I'm trying to pull out a list of unique values from a data frame but I keep getting a value that I can't find anywhere in the original data frame. Has anyone run into something like this before?
I read in a text file:
tmpPandaObj = pd.read_csv(fn, sep='\t', header=None)
tmpPandaObj.columns = ['stockId','dt','hhmm','seq','ecalls']
Pull out the unique values:
uniqueStockIdVec = tmpPandaObj.stockId.unique()
Yet I keep getting '\ufeff19049' included in the unique vector. I've searched the text files and data frame as hard as I possibly can, with no luck finding any '\ufeff19049' value. The only unique values should be '19049', '24937', '139677'.
First, the fix: Specify encoding='UTF-8-sig'
when reading the file.
Now, the explanation:
\ufeff
is the Unicode BOM (Byte Order Mark) character. Whenever one tool writes a file with a BOM, and another tool reads the file using an explicit encoding like UTF-16-LE
instead of a BOM-switching version like UTF-16
, the BOM is treated as a normal character, so \ufeff
shows up in your string. Outside of Microsoft-land, this specific issue (reading UTF-16 as UTF-16-LE) is by far the most common version of this problem.

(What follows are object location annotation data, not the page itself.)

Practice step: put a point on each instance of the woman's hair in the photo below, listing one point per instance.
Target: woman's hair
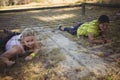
(27, 32)
(103, 19)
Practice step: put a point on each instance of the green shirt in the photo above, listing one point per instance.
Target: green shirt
(88, 28)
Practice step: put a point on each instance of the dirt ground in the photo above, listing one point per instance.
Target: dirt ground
(46, 66)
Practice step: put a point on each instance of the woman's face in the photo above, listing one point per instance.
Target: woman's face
(29, 41)
(103, 26)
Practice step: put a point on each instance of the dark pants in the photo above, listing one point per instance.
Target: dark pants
(3, 41)
(72, 30)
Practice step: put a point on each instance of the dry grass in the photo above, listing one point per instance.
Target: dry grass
(46, 65)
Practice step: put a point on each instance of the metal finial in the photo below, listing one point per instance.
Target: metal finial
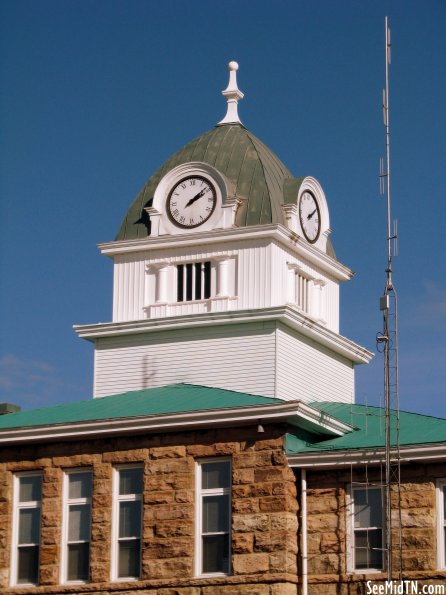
(233, 95)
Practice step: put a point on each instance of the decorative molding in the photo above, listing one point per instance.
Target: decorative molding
(274, 232)
(327, 459)
(287, 315)
(295, 413)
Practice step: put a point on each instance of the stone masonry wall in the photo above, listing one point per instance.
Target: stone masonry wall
(327, 523)
(264, 512)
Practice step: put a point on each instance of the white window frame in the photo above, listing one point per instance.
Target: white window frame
(200, 493)
(117, 499)
(441, 523)
(66, 503)
(350, 533)
(192, 275)
(17, 506)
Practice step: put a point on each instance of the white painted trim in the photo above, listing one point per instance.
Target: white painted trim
(441, 541)
(199, 492)
(350, 530)
(292, 412)
(16, 506)
(288, 315)
(326, 459)
(117, 499)
(66, 503)
(274, 232)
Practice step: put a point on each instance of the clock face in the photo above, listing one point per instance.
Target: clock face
(310, 218)
(191, 201)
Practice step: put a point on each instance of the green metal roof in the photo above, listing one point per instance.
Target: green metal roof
(257, 173)
(369, 430)
(175, 398)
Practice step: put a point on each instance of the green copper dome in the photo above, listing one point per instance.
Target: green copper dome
(259, 177)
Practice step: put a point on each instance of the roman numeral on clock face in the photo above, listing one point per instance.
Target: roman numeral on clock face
(191, 201)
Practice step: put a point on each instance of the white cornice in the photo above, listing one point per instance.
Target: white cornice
(292, 412)
(286, 315)
(326, 459)
(275, 232)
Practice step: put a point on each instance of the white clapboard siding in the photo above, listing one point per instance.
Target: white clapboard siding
(308, 371)
(238, 358)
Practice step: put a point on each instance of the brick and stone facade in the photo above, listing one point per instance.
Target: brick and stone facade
(264, 511)
(327, 505)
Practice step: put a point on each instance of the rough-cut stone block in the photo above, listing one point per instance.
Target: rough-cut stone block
(245, 505)
(332, 542)
(172, 568)
(179, 481)
(186, 496)
(80, 460)
(283, 589)
(323, 522)
(171, 466)
(174, 529)
(248, 460)
(240, 476)
(133, 455)
(178, 591)
(252, 491)
(168, 452)
(241, 589)
(415, 499)
(168, 512)
(49, 554)
(273, 474)
(248, 523)
(283, 562)
(284, 522)
(159, 497)
(269, 444)
(419, 560)
(418, 518)
(250, 563)
(322, 501)
(277, 504)
(269, 542)
(325, 564)
(242, 543)
(168, 548)
(415, 538)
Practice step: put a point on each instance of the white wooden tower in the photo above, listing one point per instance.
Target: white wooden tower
(224, 276)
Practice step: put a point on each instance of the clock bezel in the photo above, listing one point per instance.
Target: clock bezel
(310, 241)
(169, 196)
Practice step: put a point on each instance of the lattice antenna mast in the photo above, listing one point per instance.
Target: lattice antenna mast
(388, 342)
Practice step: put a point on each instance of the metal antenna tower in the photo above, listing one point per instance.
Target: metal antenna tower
(388, 344)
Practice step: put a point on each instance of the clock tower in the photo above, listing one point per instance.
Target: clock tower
(225, 276)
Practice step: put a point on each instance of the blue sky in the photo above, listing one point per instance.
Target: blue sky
(95, 95)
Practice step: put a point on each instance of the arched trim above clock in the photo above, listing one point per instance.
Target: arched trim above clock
(192, 197)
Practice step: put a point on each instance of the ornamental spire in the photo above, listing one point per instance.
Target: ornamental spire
(233, 95)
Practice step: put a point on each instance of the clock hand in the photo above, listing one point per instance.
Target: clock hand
(311, 214)
(196, 197)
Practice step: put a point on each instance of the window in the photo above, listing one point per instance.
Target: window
(127, 526)
(213, 517)
(302, 292)
(194, 281)
(368, 535)
(441, 529)
(26, 529)
(76, 526)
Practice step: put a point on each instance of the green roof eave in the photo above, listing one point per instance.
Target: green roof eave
(161, 400)
(169, 408)
(368, 437)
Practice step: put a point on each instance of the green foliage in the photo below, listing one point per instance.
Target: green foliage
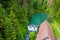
(14, 18)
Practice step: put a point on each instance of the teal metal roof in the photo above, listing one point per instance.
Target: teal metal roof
(38, 18)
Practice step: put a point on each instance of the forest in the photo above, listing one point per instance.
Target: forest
(16, 14)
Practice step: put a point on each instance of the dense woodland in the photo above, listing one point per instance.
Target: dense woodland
(15, 16)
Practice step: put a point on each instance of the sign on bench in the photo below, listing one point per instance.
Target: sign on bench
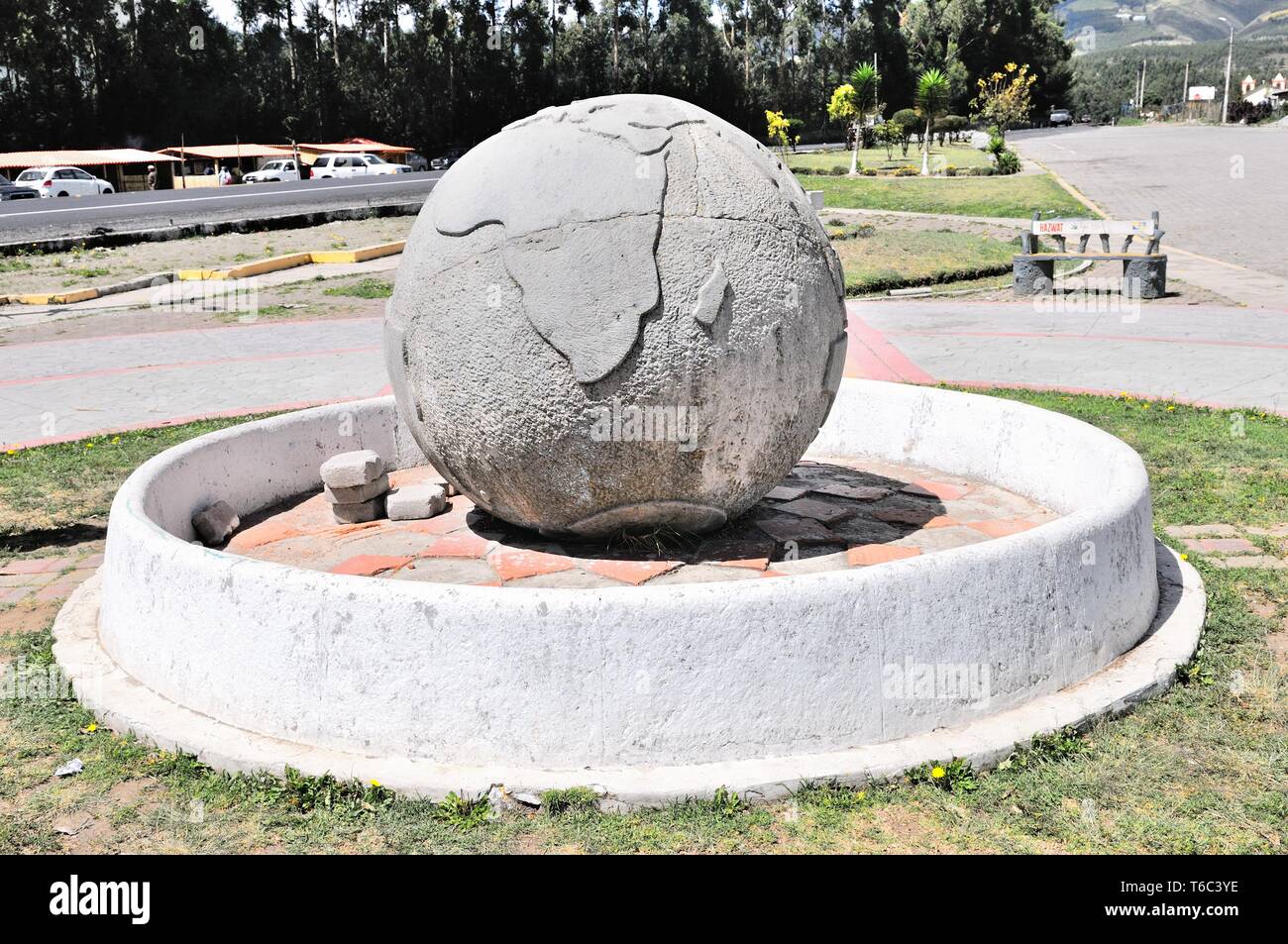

But if one of the tools is from Microsoft, it's more commonly UTF-8. The Unicode standard recommends never using a BOM with UTF-8 (because bytes don't need a byte-order mark), but doesn't quite forbid it, so many Microsoft tools keep doing it. And then every other tool, including Python (and Pandas), just reads it as UTF-8 without a BOM, causing an extra \ufeff
to show up. (Older, non-Unicode-friendly tools will read the same three bytes \xef\xbb\xbf
as something like 
, which you may have seen a few times.)
But while Python (and Pandas) defaults to UTF-8, it does let you specify an encoding manually, and one of the encodings it comes with is called UTF-8-sig
, which means UTF-8 with a useless BOM at the start.